A chance at living many lives

A chance at living many lives

Where else but in novels can you truly escape to another land...and return unscathed?

Since I started teaching literature to high school students more than a decade ago, parents often interrogate me about the bearing of classics like Jane Eyre, Wuthering Heights and  Shakespeare plays in today’s world.

Sometimes they worry about the explicit sensual content in novels like ‘The Kiss of the Spider Woman’ and ‘Like Water for Chocolate’ impacting their child’s impressionable minds. These interrogati-ons become particularly pertinent when they see their child struggling to acquire a higher grade in English, a subject they don’t often consider vital when equated with the sciences and mathematics.

Over the years, my answer to each such parent has more or less remained the same. Where else, I say, but in novels can you truly escape to another land, another dwelling, and another time and come back relatively unscathed? Where else but in books can you find both provocation and privacy? Where else can you examine something fragile and tentative without the fear of breaking it? Reading and analysing books is the only way students can move away from the prescribed journey and yet remain on track.

It is mostly through the different novels they study, that students get to live the life and experience the priorities and dilemmas of a diverse individual. This forces them out of their comfort zones, albeit in imagination, and embarks them on an empirical journey. What makes this journey particularly meaningful is the discussion of the text in class.

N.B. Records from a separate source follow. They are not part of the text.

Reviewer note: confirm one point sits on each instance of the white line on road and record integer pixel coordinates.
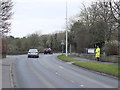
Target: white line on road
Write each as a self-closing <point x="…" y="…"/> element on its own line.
<point x="61" y="67"/>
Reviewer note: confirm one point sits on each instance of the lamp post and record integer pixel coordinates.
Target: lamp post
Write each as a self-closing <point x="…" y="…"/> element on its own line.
<point x="66" y="32"/>
<point x="62" y="43"/>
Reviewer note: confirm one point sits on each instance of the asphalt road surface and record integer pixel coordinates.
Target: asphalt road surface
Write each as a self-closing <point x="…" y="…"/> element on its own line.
<point x="49" y="72"/>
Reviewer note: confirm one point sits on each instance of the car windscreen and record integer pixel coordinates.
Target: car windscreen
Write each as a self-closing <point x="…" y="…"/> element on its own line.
<point x="33" y="50"/>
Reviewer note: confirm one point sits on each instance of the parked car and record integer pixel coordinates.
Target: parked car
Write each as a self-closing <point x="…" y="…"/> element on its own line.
<point x="33" y="53"/>
<point x="48" y="50"/>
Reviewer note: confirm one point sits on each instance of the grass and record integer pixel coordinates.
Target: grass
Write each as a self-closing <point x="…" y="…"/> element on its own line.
<point x="104" y="68"/>
<point x="67" y="59"/>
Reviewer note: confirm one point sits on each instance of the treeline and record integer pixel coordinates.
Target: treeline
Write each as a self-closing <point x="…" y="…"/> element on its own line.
<point x="22" y="45"/>
<point x="98" y="24"/>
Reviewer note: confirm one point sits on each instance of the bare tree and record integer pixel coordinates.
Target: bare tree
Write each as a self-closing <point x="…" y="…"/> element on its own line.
<point x="5" y="16"/>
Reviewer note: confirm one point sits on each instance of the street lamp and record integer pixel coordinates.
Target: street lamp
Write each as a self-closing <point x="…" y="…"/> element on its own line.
<point x="62" y="43"/>
<point x="66" y="32"/>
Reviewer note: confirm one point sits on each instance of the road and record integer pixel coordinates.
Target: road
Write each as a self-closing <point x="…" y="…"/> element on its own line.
<point x="49" y="72"/>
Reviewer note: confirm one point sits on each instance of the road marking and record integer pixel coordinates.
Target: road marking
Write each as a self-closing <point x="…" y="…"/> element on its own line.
<point x="61" y="67"/>
<point x="72" y="81"/>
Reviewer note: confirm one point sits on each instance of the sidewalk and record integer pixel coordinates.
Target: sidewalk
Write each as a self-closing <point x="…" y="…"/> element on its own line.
<point x="7" y="80"/>
<point x="87" y="60"/>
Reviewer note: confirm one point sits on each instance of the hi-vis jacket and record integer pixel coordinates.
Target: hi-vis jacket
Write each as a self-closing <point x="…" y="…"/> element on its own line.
<point x="97" y="52"/>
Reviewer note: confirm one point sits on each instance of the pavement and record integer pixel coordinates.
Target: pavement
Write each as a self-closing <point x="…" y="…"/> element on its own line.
<point x="7" y="64"/>
<point x="88" y="60"/>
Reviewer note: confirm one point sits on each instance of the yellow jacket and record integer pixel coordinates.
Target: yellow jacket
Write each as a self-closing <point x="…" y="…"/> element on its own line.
<point x="97" y="52"/>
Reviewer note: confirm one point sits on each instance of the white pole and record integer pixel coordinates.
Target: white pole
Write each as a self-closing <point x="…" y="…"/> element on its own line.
<point x="66" y="32"/>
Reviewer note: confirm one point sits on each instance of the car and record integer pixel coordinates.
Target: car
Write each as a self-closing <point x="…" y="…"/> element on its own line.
<point x="48" y="50"/>
<point x="33" y="53"/>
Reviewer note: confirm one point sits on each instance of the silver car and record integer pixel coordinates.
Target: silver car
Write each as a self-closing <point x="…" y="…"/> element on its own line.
<point x="33" y="53"/>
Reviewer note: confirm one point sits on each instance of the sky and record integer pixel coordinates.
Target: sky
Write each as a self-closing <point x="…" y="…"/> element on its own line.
<point x="43" y="16"/>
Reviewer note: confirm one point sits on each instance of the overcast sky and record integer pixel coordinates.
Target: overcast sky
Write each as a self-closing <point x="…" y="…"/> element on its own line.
<point x="44" y="16"/>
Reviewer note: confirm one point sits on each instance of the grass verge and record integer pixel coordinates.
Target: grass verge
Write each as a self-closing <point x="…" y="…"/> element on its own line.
<point x="67" y="59"/>
<point x="104" y="68"/>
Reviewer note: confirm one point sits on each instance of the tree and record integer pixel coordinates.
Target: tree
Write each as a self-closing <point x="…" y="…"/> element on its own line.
<point x="5" y="16"/>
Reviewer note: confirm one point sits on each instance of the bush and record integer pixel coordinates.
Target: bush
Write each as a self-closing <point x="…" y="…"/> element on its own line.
<point x="111" y="48"/>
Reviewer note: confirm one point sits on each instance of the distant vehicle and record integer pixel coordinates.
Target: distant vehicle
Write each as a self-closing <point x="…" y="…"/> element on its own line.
<point x="33" y="53"/>
<point x="48" y="50"/>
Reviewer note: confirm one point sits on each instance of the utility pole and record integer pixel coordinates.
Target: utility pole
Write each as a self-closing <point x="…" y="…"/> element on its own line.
<point x="66" y="32"/>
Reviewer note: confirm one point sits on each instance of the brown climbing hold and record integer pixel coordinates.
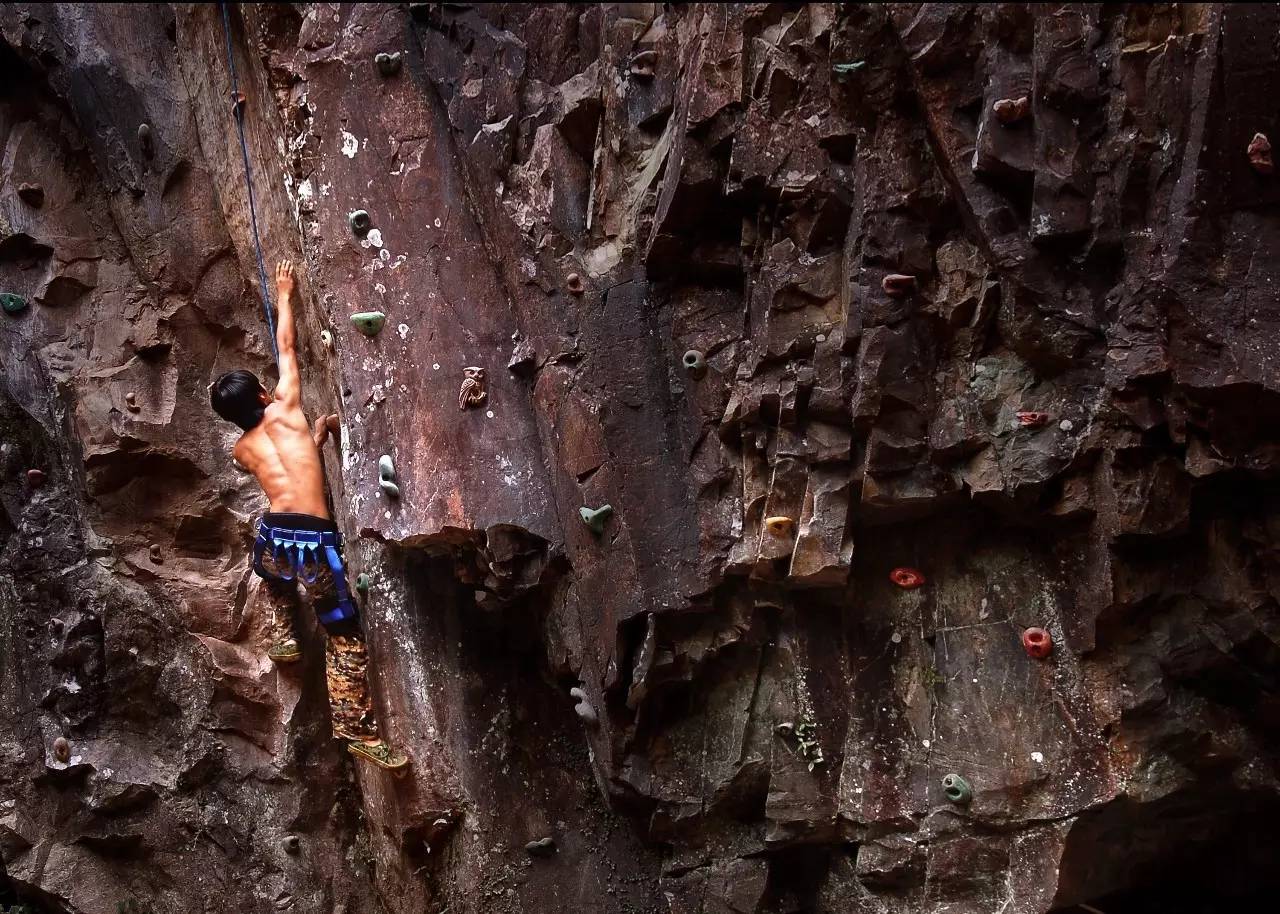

To provide an analogy, when we travel rich, we meet other rich people who live in similar opulent hotels and share parallel experiences. This familiarity might be contented and enjoyable but in no way does it broaden our worldview or make us rich in experience. When we travel poor, we meet people from all walks of life, each in his own private heaven or hell, each with a story very dissimilar to ours. Our mode of transportation (although bumpy) could offer us vistas that we might have never imagined.

The soaking in of the local flavour and culture only happens when we do not just put the tip of our foot in the water but jump right in. When we soak in humanity. Students today are travelling rich and exposure to different novels allows them an opportunity to travel poor.

Wuthering Heights, in its morbid and gothic elements, hides the transcendental nature of love while Jane Eyre carries in its pages lessons on beauty in simplicity. Shakespeare shows us how absolute power corrupts absolutely and the sensuality in ‘The Kiss of the Spider Woman’ accentuates the need of all humans to find an escape. This is just naming the usual suspects. There are so many lovely novels that could and should be deliberated upon. Each book makes you live a new life, a new experience and what’s more? The book never really ends. It gr-ows inside you and around you, and without you even realising, it helps you grow.

Most parents are convinced with this answer and to those who still have reservations, I say, welcome to my class… come join the joyride. This pretty much clinches the deal.